Guwahati, June 10 (IANS) The DRDO supported first ever 300-bed Covid hospital in northeast India was inaugurated in Guwahati on Thursday by Assam Chief Minister Himanta Biswa Sarma. The modern Covid Care Hospital was set up by converting a portion of the Sarusajai Sports Complex in Guwahati and it will act as an annexe to the Gauhati Medical College and Hospital.
Sarma said the new hospital was built at a cost of Rs 21.46 crores and in association with DRDO (Defence Research and Development Organisation). The state owned Oil India Limited and ICICI Bank have extended financial support to the tune of Rs 2 crore and Rs 1.5 crore respectively for the project, which would give a renewed push to Assam’s Covid-19 management capabilities.
The Chief Minister thanked DRDO for setting up the hospital within a record period of around 20 days and for having been a generous partner in this critical project. “This is an excellent example of centre-state collaboration and collective spirit to deal with the pandemic.”

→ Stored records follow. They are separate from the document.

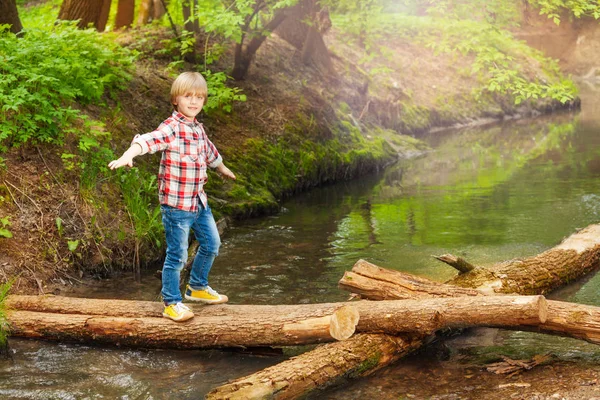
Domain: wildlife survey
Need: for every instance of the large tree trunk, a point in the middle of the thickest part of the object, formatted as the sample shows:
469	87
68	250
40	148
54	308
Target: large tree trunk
145	12
10	15
319	368
88	12
125	12
244	54
105	321
216	326
582	248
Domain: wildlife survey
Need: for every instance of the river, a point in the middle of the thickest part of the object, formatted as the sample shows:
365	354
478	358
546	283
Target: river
487	193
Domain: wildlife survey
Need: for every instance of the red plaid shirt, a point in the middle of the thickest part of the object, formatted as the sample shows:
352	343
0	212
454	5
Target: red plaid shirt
187	152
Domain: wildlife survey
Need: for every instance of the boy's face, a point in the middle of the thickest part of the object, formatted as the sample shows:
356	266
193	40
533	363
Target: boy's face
189	104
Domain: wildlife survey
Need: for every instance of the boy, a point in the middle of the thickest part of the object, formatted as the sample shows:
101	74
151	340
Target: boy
186	153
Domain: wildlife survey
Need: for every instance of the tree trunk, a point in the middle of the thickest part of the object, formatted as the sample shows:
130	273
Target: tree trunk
144	12
125	12
395	284
189	8
262	325
245	53
318	368
576	256
159	9
10	15
89	320
88	12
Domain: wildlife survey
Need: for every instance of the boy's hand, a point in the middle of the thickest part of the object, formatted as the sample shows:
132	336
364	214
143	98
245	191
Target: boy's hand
121	162
223	170
127	157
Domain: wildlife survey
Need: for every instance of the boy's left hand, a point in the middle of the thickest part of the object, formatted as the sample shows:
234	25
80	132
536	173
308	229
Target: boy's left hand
223	170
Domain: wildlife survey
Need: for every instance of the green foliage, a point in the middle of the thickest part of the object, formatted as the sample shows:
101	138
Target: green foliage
4	231
139	190
220	96
579	8
293	163
45	73
471	28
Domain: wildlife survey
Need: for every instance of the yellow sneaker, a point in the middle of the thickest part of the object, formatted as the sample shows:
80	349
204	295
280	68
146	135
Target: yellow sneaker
208	295
178	312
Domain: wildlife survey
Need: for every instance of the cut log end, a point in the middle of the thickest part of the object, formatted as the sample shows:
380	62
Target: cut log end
456	262
343	322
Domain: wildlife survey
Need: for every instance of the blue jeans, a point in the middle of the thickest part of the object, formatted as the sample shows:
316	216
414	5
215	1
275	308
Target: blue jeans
177	225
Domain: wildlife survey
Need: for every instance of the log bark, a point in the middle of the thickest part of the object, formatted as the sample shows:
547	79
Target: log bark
318	368
139	323
455	262
376	283
577	256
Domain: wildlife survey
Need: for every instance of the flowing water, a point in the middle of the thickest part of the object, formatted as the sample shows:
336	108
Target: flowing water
487	194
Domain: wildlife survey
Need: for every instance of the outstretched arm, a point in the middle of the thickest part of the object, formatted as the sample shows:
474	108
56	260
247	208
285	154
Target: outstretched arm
223	170
127	157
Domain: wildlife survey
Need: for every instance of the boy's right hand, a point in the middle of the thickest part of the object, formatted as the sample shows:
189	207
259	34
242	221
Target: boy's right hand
121	162
127	157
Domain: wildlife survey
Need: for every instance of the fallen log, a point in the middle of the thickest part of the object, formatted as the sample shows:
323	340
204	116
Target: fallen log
319	368
138	323
565	319
573	258
576	256
141	323
455	262
376	283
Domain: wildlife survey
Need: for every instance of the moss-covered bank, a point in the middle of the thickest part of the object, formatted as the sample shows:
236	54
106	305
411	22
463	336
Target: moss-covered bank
70	217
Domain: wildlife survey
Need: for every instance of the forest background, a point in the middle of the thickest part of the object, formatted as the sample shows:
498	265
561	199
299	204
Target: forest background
301	93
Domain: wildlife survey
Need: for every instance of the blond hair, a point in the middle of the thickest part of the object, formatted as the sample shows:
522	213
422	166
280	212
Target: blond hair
188	82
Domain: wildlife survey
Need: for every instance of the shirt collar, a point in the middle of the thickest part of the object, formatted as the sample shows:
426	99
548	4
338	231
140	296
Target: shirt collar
181	118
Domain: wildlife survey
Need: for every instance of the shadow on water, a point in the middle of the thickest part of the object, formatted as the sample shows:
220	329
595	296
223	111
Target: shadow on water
488	194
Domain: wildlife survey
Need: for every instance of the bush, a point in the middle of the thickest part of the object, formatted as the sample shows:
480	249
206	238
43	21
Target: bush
45	72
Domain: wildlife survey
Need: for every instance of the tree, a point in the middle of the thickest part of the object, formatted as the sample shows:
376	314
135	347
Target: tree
10	15
245	50
304	28
87	12
125	11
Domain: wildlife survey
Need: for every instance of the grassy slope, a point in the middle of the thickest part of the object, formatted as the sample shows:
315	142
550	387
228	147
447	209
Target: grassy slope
296	130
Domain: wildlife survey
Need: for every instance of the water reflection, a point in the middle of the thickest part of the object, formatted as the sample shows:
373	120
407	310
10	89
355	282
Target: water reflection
487	194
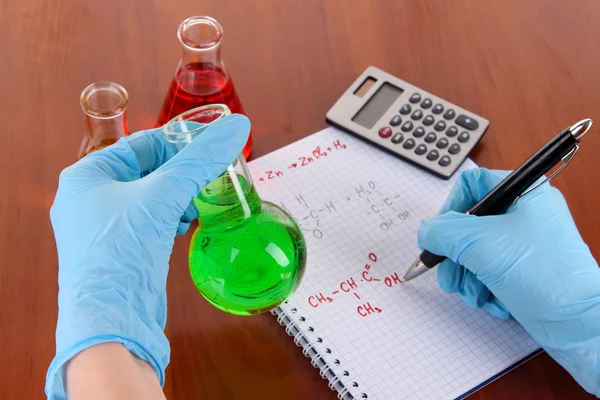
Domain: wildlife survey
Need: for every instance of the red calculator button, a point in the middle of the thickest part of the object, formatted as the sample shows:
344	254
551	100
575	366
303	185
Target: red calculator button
385	132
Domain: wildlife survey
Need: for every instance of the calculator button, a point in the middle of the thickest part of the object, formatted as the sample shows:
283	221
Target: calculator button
438	109
421	149
397	138
454	149
407	127
415	98
419	132
442	144
431	137
385	132
418	114
428	120
450	114
396	120
444	161
440	126
452	131
464	137
409	144
433	155
467	122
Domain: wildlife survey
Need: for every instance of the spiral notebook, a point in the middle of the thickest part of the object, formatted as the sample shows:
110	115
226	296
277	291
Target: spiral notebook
369	335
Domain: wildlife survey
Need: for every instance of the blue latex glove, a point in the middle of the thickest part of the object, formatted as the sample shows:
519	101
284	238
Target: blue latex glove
115	232
530	263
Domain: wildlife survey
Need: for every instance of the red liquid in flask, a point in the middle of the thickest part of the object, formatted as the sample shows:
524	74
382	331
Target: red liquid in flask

Saying that the hospital would have a life span of five years, which can be extended with minimum infrastructure boost up, Sarma informed that there will be 100 ICU beds available in the hospital and oxygen facility could also be made available in another 200 beds.
Moreover, a liquid oxygen tank has been set up to provide continuous supply of oxygen to patients which shall be refilled weekly. Sarma said that during the first 30 days of the new government 465 ICU beds including beds with ventilation facility, 2684 oxygen supported beds were added in the medical institutions. Moreover, 200 ICU beds at GMCH would be made functional in the next ten days, he said, adding that the government is working to set up at least 15 ICU beds in every district hospital.
In view of flood and erosion affecting a large population every year in Assam, the Chief Minister urged DRDO to consider setting up makeshift housing facilities in different parts of the state so that flood affected people could take shelter there. He also informed that 1,000 Paediatric Intensive Care Units (PICU) would be set up to strengthen health infrastructure for children needing critical treatment.